5 Uit de hiervoor onder 4 weergegeven artikelen volgt dat het aantal betalingsrechten wordt bepaald op basis van het aantal subsidiabele hectaren landbouwgrond dat een landbouwer op 15 mei 2015 in gebruik heeft en als zodanig in de verzamelaanvraag van de Gecombineerde opgave 2015 heeft opgegeven. Aangezien niet in geschil is dat appellant de oppervlakte van 6,96 ha van de acht percelen op 15 mei 2015 in gebruik had en dat dit subsidiabele hectaren betreffen, heeft verweerder de oppervlakte van deze percelen terecht betrokken bij het vaststellen van het aantal betalingsrechten.
6 Ingevolge artikel 72, eerste lid, eerste alinea en onder b, van Verordening 1306/2013 dient een begunstigde van de in artikel 67, lid 2, bedoelde steun elk jaar een aanvraag voor rechtstreekse betalingen of een betalingsaanvraag in voor respectievelijk het desbetreffende areaal en de diergebonden maatregelen voor plattelandsontwikkeling, waarin voor zover van toepassing worden aangegeven de ter activering aangegeven betalingsrechten.

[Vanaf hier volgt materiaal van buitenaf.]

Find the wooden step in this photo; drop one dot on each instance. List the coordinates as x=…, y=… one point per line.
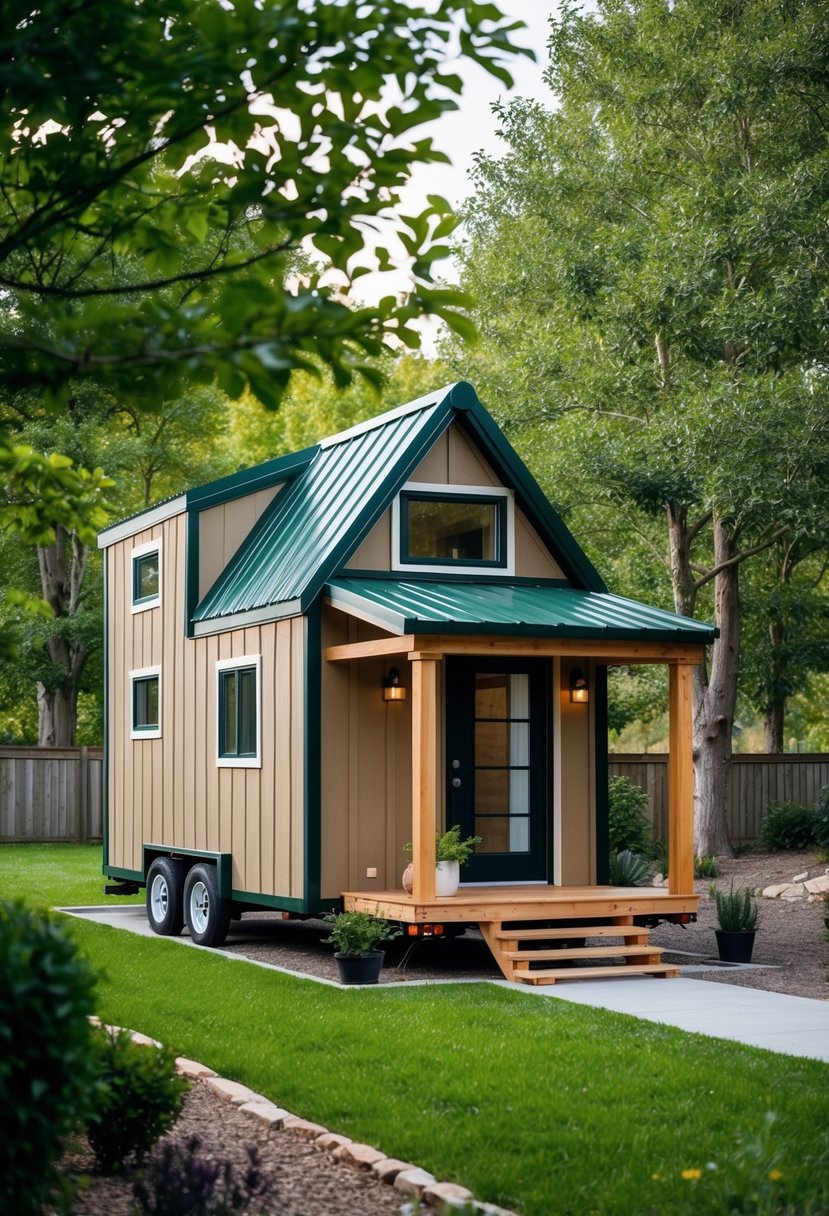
x=629, y=951
x=554, y=974
x=565, y=932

Ingevolge artikel 32, eerste lid, van Verordening 1307/2013 wordt de steun aan landbouwers verleend na activering, door middel van een aangifte overeenkomstig artikel 33, lid 1, van een betalingsrecht per subsidiabele hectare in de lidstaat waar het is toegewezen. Volgens laatstgenoemd artikel geeft de landbouwer, met het oog op de activering van de betalingsrechten als bedoeld in artikel 32, lid 1, aan welke percelen overeenstemmen met de aan een betalingsrecht gebonden subsidiabele hectaren. Deze percelen staan ter beschikking van de landbouwer op een door de lidstaat vastgestelde datum. Ingevolge artikel 2.11, eerste lid, van de Uitvoeringsregeling is 15 mei van het jaar waarin de betaling wordt aangevraagd de datum bedoeld in artikel 33, eerste lid, van Verordening 1307/2013.
7 Uit de hiervoor onder 6 weergegeven artikelen volgt dat verweerder de uitbetaling van de betalingsrechten terecht heeft gebaseerd op het aantal betalingsrechten die appellant ter activering voor de uitbetaling heeft aangegeven. Voor zover appellant in bezwaar alsnog te kennen heeft gegeven in aanmerking te willen komen voor uitbetaling van alle toegewezen betalingsrechten – als de gepachte percelen niet in mindering kunnen worden gebracht op de toegewezen betalingsrechten –, overweegt het College als volgt. Volgens vaste jurisprudentie is voor de wijziging van de aanvraag om uitbetaling van de betalingsrechten, gelet op het moment waarop deze aanvraag is gedaan, alleen plaats, indien sprake is van een kennelijke fout (zie bijvoorbeeld uitspraak van het College van 8 maart 2017, ECLI:NL:CBB:2017:83). Een dergelijk geval is hier niet aan de orde, omdat, zoals verweerder terecht heeft opgemerkt, de maatschap de acht percelen bewust buiten beschouwing heeft willen laten voor de vaststelling van de betalingsrechten en daarmee ook voor de uitbetaling daarvan.
8 Het beroep is ongegrond.
9 Voor een proceskostenveroordeling bestaat geen aanleiding.

Beslissing

Het College verklaart het beroep ongegrond.
Deze uitspraak is gedaan door mr. A. Venekamp, mr. T. Pavićević en mr. J.E.M. Polak in aanwezigheid van mr. C.E.C.M. van Roosmalen, griffier. De beslissing is in het openbaar uitgesproken op 5 februari 2018.